To complete our look back at Miyazaki, here’s what was—for a time—supposed to be his last work. After several others, including Princess Mononoke, were meant to be. And though he’s coming back out of retirement for at least one more time, let’s take a look at where we left him, with The Wind Rises.


Unlike his more famous works, this one eschews a fantasy setting—it’s based on a fictionalized biography of Jiro Horikoshi, an aircraft designer known for creating the Zero fighter of WW2. Here, it’s used to explore some themes that were obviously heavy on Miyazaki’s mind while making this—that of the cost of pursuing dreams, and trying to balance those with the reality ahead. Jiro is obsessed with creating a revolutionary flying machine, while at the same time, trying to get with a sweetheart from his youth—and both journeys, it seems, are bound to end bittersweetly. 


Despite the more grounded setting this time, there’s no shortage of Ghibli’s signature effort on display. There’s a very memorable and spectacular sequence set during an earthquake, where the land rolls and undulates, where buildings shake themselves apart—and combined with Jiro’s personal struggle between it all, it definitely makes for one of the more memorable moments here. Interspersed throughout are also dream sequences where Jiro meets with personal hero, real-life Italian airplane engineer Caproni.


 If you know anything about Miyazaki, you’ll know of his love of classic planes—and in these dreams, we see all manner of demented (and mostly real) early 20th-century hulls on display. The interwar period was one of eager but naive technological innovation, as any sort of plan was experimented on, with the hope that nobody could be possibly insane enough to repeat the horrors of the last conflict—and it’s evidently that fervent spirit that appeals to the director, one well conveyed in those moments. 

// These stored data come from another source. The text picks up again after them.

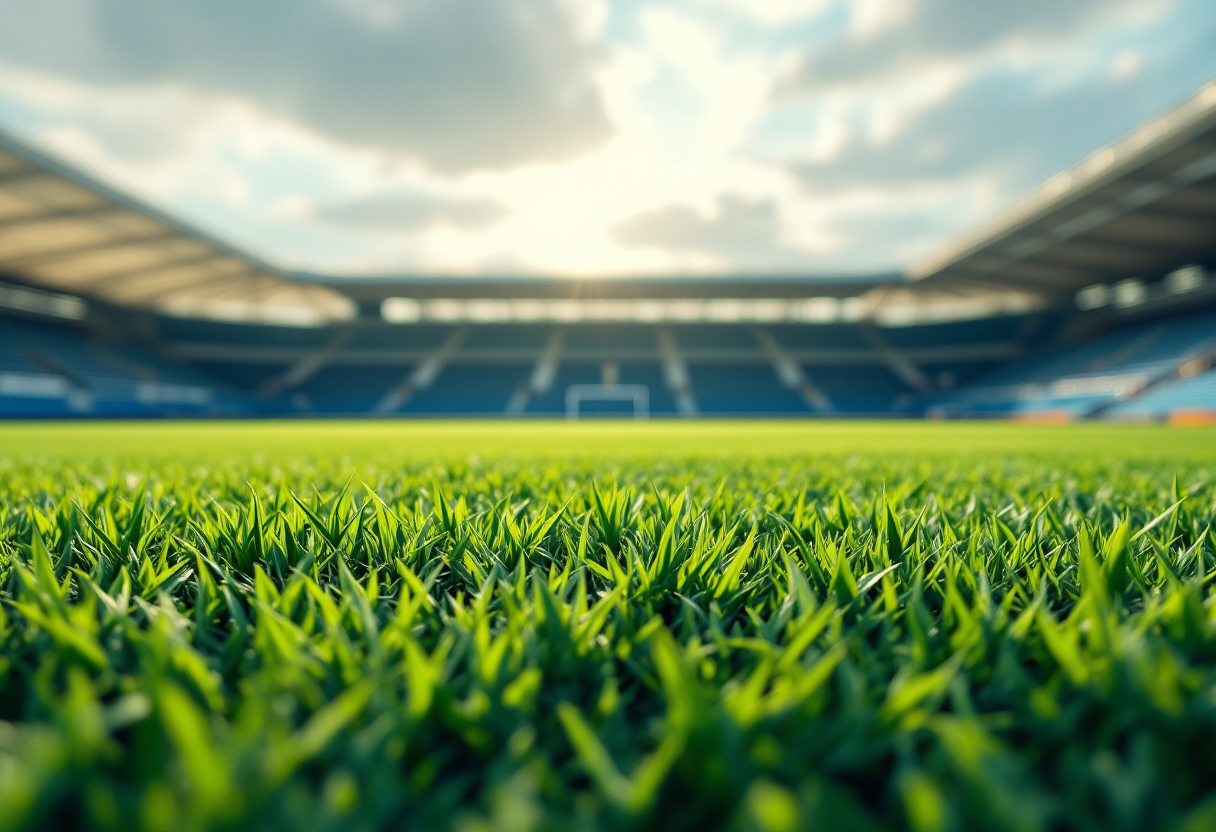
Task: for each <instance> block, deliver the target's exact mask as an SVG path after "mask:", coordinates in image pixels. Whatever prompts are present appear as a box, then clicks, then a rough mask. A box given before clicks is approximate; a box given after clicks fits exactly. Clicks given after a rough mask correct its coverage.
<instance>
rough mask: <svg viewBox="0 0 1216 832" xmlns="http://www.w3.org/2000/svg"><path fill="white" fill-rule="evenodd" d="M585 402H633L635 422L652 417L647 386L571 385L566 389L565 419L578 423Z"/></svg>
mask: <svg viewBox="0 0 1216 832" xmlns="http://www.w3.org/2000/svg"><path fill="white" fill-rule="evenodd" d="M584 401H632V403H634V418H635V420H638V421H642V420H648V418H649V417H651V388H649V387H647V386H646V384H570V386H569V387H567V388H565V417H567V418H568V420H570V421H578V418H579V410H580V409H581V406H582V403H584Z"/></svg>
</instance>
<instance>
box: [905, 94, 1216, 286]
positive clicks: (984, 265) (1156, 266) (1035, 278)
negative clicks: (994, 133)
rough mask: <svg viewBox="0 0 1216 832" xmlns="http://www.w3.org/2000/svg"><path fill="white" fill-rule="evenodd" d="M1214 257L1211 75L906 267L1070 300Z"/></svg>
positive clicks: (952, 282) (1214, 205)
mask: <svg viewBox="0 0 1216 832" xmlns="http://www.w3.org/2000/svg"><path fill="white" fill-rule="evenodd" d="M1214 257H1216V81H1212V83H1209V84H1207V85H1206V86H1204V88H1203V89H1201V90H1199V92H1197V94H1195V95H1194V96H1192V97H1190V100H1188V101H1187V102H1186V103H1183V105H1182V106H1181V107H1178V108H1176V109H1173V111H1172V112H1169V113H1166V114H1165V116H1161V117H1160V118H1158V119H1155V120H1153V122H1149V123H1148V124H1145V125H1143V127H1141V128H1139V129H1137V130H1135V131H1133V133H1131V134H1130V135H1127V136H1125V137H1124V139H1120V140H1119V141H1116V142H1114V144H1113V145H1108V146H1105V147H1102V148H1100V150H1098V151H1096V152H1094V153H1091V154H1090V157H1088V158H1086V159H1085V161H1083V162H1081V164H1079V165H1076V167H1075V168H1073V169H1071V170H1066V172H1064V173H1062V174H1058V175H1055V176H1053V178H1052V179H1049V180H1047V181H1046V182H1045V184H1043V185H1041V186H1040V187H1037V189H1036V190H1034V191H1031V192H1030V193H1029V195H1026V197H1024V198H1023V199H1021V201H1019V202H1018V203H1017V204H1014V206H1013V207H1012V208H1010V209H1009V210H1007V212H1004V213H1003V214H1001V215H1000V217H997V218H996V219H995V220H993V221H991V223H987V224H985V225H981V226H980V227H978V229H975V230H974V231H972V232H969V234H966V235H963V236H962V237H959V238H957V240H955V241H952V242H951V243H948V244H947V246H945V247H944V248H941V249H940V251H938V252H934V253H933V254H930V255H929V257H928V258H925V259H923V260H921V262H919V263H916V264H913V265H912V268H911V269H910V270H908V276H910V277H911V279H912V280H918V281H927V282H929V283H936V285H941V286H948V285H957V283H968V285H972V286H984V285H990V286H995V287H1010V288H1012V287H1017V288H1023V289H1025V291H1030V292H1036V293H1041V294H1048V296H1058V297H1060V298H1063V297H1071V296H1073V294H1074V293H1075V292H1076V291H1079V289H1081V288H1082V287H1087V286H1093V285H1097V283H1109V282H1114V281H1119V280H1124V279H1128V277H1135V276H1144V277H1149V279H1153V277H1158V276H1160V275H1162V274H1164V272H1166V271H1169V270H1171V269H1175V268H1177V266H1181V265H1184V264H1187V263H1210V260H1211V259H1212V258H1214Z"/></svg>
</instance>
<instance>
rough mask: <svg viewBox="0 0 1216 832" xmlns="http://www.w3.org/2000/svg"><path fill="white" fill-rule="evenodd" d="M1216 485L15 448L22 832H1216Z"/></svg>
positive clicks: (748, 462)
mask: <svg viewBox="0 0 1216 832" xmlns="http://www.w3.org/2000/svg"><path fill="white" fill-rule="evenodd" d="M1214 474H1216V431H1211V429H1206V428H1195V429H1167V428H1162V427H1126V426H1122V427H1120V426H1059V427H1046V426H1041V427H1034V426H1009V425H966V423H938V425H921V423H902V422H900V423H894V422H893V423H801V422H781V423H755V422H753V423H745V422H742V423H726V422H721V423H698V425H681V423H674V422H668V423H653V425H646V426H638V425H627V423H598V425H595V423H581V425H551V423H511V425H502V423H478V422H458V423H452V422H433V423H405V425H402V423H389V422H377V423H371V425H368V423H300V422H297V423H255V425H238V423H221V425H191V423H157V425H97V423H83V425H5V426H0V601H2V603H0V830H4V828H102V830H136V828H143V830H213V828H214V830H220V828H258V830H381V828H412V830H449V828H450V830H456V831H458V832H475V831H482V830H496V831H501V832H514V831H519V832H524V831H533V830H535V831H540V830H567V828H578V830H631V828H646V830H714V828H725V830H741V831H742V830H761V831H765V832H784V831H792V830H850V831H851V830H913V831H916V832H930V831H938V830H1010V831H1021V830H1026V831H1030V830H1052V831H1054V830H1096V831H1097V830H1102V831H1103V832H1110V831H1113V830H1156V828H1160V830H1177V831H1178V832H1200V831H1204V830H1212V828H1216V797H1214V796H1216V761H1214V760H1216V758H1214V755H1212V749H1214V748H1216V608H1214V605H1212V601H1211V588H1210V584H1211V581H1212V577H1214V575H1216V533H1214V530H1212V522H1214V518H1216V505H1214V499H1216V489H1214V485H1212V479H1214Z"/></svg>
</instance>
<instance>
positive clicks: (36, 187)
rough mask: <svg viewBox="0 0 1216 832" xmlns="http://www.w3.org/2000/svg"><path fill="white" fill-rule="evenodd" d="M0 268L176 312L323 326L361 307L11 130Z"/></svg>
mask: <svg viewBox="0 0 1216 832" xmlns="http://www.w3.org/2000/svg"><path fill="white" fill-rule="evenodd" d="M0 272H4V274H7V275H11V276H12V277H16V279H18V280H22V281H24V282H27V283H32V285H36V286H41V287H46V288H54V289H57V291H60V292H67V293H71V294H74V296H79V297H84V298H92V299H97V300H102V302H106V303H112V304H117V305H123V307H134V308H142V309H150V310H154V311H161V313H168V314H174V315H192V316H207V317H225V319H237V320H260V321H275V322H286V324H320V322H325V321H328V320H334V319H340V317H348V316H349V315H350V314H351V304H350V302H349V300H347V299H345V298H344V297H342V296H340V294H339V293H337V292H334V291H332V289H330V288H326V287H322V286H315V285H308V283H300V282H297V281H293V280H288V279H286V277H285V276H283V275H282V274H280V272H278V271H276V270H275V269H274V268H271V266H269V265H266V264H264V263H260V262H258V260H257V259H254V258H252V257H249V255H247V254H244V253H242V252H238V251H235V249H233V248H231V247H229V246H225V244H224V243H221V242H219V241H216V240H214V238H212V237H209V236H208V235H206V234H203V232H201V231H197V230H196V229H192V227H190V226H187V225H185V224H182V223H180V221H178V220H175V219H173V218H170V217H167V215H164V214H162V213H161V212H157V210H156V209H153V208H150V207H148V206H145V204H142V203H140V202H136V201H135V199H131V198H130V197H126V196H124V195H122V193H118V192H116V191H113V190H111V189H108V187H106V186H105V185H101V184H100V182H97V181H95V180H92V179H90V178H88V176H85V175H84V174H81V173H79V172H77V170H74V169H72V168H69V167H67V165H63V164H61V163H60V162H56V161H55V159H51V158H49V157H46V156H44V154H43V153H39V152H38V151H34V150H33V148H30V147H27V146H24V145H22V144H21V142H18V141H16V140H13V139H12V137H10V136H6V135H4V134H0Z"/></svg>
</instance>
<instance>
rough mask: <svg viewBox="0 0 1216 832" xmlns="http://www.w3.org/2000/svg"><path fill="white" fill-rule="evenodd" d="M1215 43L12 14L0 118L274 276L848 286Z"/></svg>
mask: <svg viewBox="0 0 1216 832" xmlns="http://www.w3.org/2000/svg"><path fill="white" fill-rule="evenodd" d="M64 21H71V23H64ZM1214 41H1216V6H1212V5H1211V4H1210V2H1207V1H1205V0H1114V1H1109V0H1077V1H1076V2H1070V4H1049V2H1046V1H1042V2H1026V4H1019V5H1017V6H1015V7H1014V6H1008V7H1007V6H1003V5H1002V6H1000V7H995V6H984V7H980V6H976V5H975V4H973V2H970V0H866V1H863V2H854V4H845V2H843V0H747V1H744V0H671V1H669V2H646V4H643V2H612V4H609V2H602V1H592V0H586V1H584V0H531V1H529V2H527V4H523V2H516V4H505V2H501V1H500V0H446V1H445V2H438V1H435V0H402V1H400V2H396V1H394V0H308V1H306V2H302V4H294V5H292V7H291V10H289V12H285V13H281V15H276V13H271V12H270V10H269V7H268V6H264V5H260V4H259V5H254V6H249V5H248V4H244V5H242V4H236V2H232V4H227V2H203V1H202V0H198V1H195V2H184V4H176V5H174V6H173V7H167V6H161V5H156V4H151V2H150V1H148V2H143V1H142V0H52V1H49V2H39V4H33V2H13V4H6V5H5V7H4V9H0V128H2V129H6V130H10V131H12V133H13V134H15V135H16V136H18V137H19V139H22V140H23V141H28V142H30V144H32V145H34V146H36V147H39V148H41V150H44V151H46V152H49V153H52V154H55V156H57V157H60V158H63V159H64V161H66V162H68V163H71V164H74V165H77V167H79V168H80V169H83V170H84V172H85V173H88V174H90V175H92V176H96V178H98V179H101V180H102V181H105V182H107V184H109V185H112V186H114V187H118V189H120V190H124V191H126V192H130V193H131V195H133V196H136V197H139V198H141V199H145V201H147V202H150V203H152V204H153V206H156V207H158V208H161V209H163V210H165V212H169V213H171V214H174V215H178V217H180V218H181V219H184V220H186V221H188V223H192V224H195V225H197V226H198V227H201V229H202V230H206V231H207V232H209V234H213V235H215V236H218V237H220V238H221V240H224V241H226V242H230V243H232V244H233V246H237V247H240V248H243V249H246V251H248V252H249V253H252V254H254V255H258V257H260V258H264V259H266V260H269V262H271V263H274V264H276V265H278V266H281V268H285V269H292V270H300V271H306V272H315V274H325V275H343V274H348V275H389V274H437V275H441V274H480V275H505V274H534V275H570V276H603V275H647V274H724V275H731V274H761V272H765V274H782V272H795V271H796V272H805V274H817V275H861V274H871V272H885V271H893V270H896V269H899V268H901V266H903V265H906V264H907V263H908V262H911V260H912V259H914V258H916V257H919V255H922V254H924V253H927V252H928V251H930V249H931V248H933V247H935V246H938V244H940V243H942V242H945V241H946V240H948V238H950V237H951V236H953V235H955V234H958V232H961V231H964V230H967V229H969V227H973V226H974V225H975V224H978V223H980V221H983V220H984V219H986V218H990V217H992V215H993V214H996V213H998V212H1000V210H1001V209H1002V208H1004V207H1007V206H1008V204H1009V203H1010V202H1013V201H1014V199H1015V198H1017V197H1018V196H1020V195H1021V193H1024V192H1025V191H1028V190H1029V189H1031V187H1034V186H1035V185H1037V184H1040V182H1041V181H1042V180H1043V179H1046V178H1047V176H1049V175H1052V174H1053V173H1057V172H1058V170H1062V169H1064V168H1066V167H1069V165H1071V164H1074V163H1076V162H1079V161H1080V159H1081V158H1082V157H1083V156H1086V154H1087V153H1088V152H1090V151H1092V150H1094V148H1096V147H1098V146H1099V145H1102V144H1105V142H1109V141H1111V140H1114V139H1116V137H1118V136H1119V135H1121V134H1124V133H1126V131H1127V130H1130V129H1132V128H1133V127H1136V125H1137V124H1138V123H1141V122H1143V120H1145V119H1148V118H1150V117H1153V116H1155V114H1158V113H1160V112H1162V111H1165V109H1167V108H1170V107H1171V106H1173V105H1176V103H1178V102H1180V101H1181V100H1183V99H1184V97H1186V96H1187V95H1188V94H1190V92H1192V91H1194V90H1195V89H1197V88H1198V86H1200V85H1201V84H1203V83H1204V81H1206V80H1207V79H1210V78H1211V77H1214V75H1216V51H1212V50H1211V49H1210V45H1211V43H1214Z"/></svg>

All this being said, the writing is perhaps not the strongest we’ve seen from him—there’s definitely evocative theme at hand here, there’s some nice moments, but it doesn’t gel as well as some of his greats. And then there’s the elephant in the room—the fact that ultimately it’s about creating a tool used by a not exactly pleasant regime. Japan’s history with confronting the Second World War and the part it played in it is…complicated, and you can argue this one doesn’t go far enough in acknowledging some things. The part the Zero played, the destruction Jiro’s dream partook in, is sort of wedged in at the end, and though there’s other instances like a very unflattering portrayal of the Imperial military, there is definitely a sense of dissonance that’s inescapable. I guess for some, it would be how many Europeans might react to a similar film about the designer of the Tiger tank. 


You’ll have to be the judge of how much of a dealbreaker that may be. I certainly don’t think there was any malice involved or anything here—Miyazaki’s work has certainly spelt out that he’s no supporter of militarism, and I do get that there’s an effort to separate what to many may just be a classic aircraft design--to him at least--from those that used it. There’s also the framing of the underpinning ideas of trying to achieve a vision no matter what, or even what the consequences may be. That, itself, is something you can definitely see across his output as a whole, and I suppose ones that certainly fit what was to be a swansong. 


And that bittersweet mood the film leaves off on is apt, I guess. Ghibli is not quite what it used to be—still around, but in a rather stripped down state following Miyazaki’s retirement. Modern trends inevitably caught up, and it too hopped on the CG 3D animated bandwagon just like everyone else. Whether the fantasy epics of old like Nausicaa, Mononoke, or Spirited Away could be done again in modern commercial environments, at least the way they were, is…a matter of debate. But then again, with how timeless they are, they don’t really need to be. Most of them are as great now as they were back then, and that itself is what puts Ghibli so close to the hearts of many. And if we don’t see their like again? That’ll make them only the more special.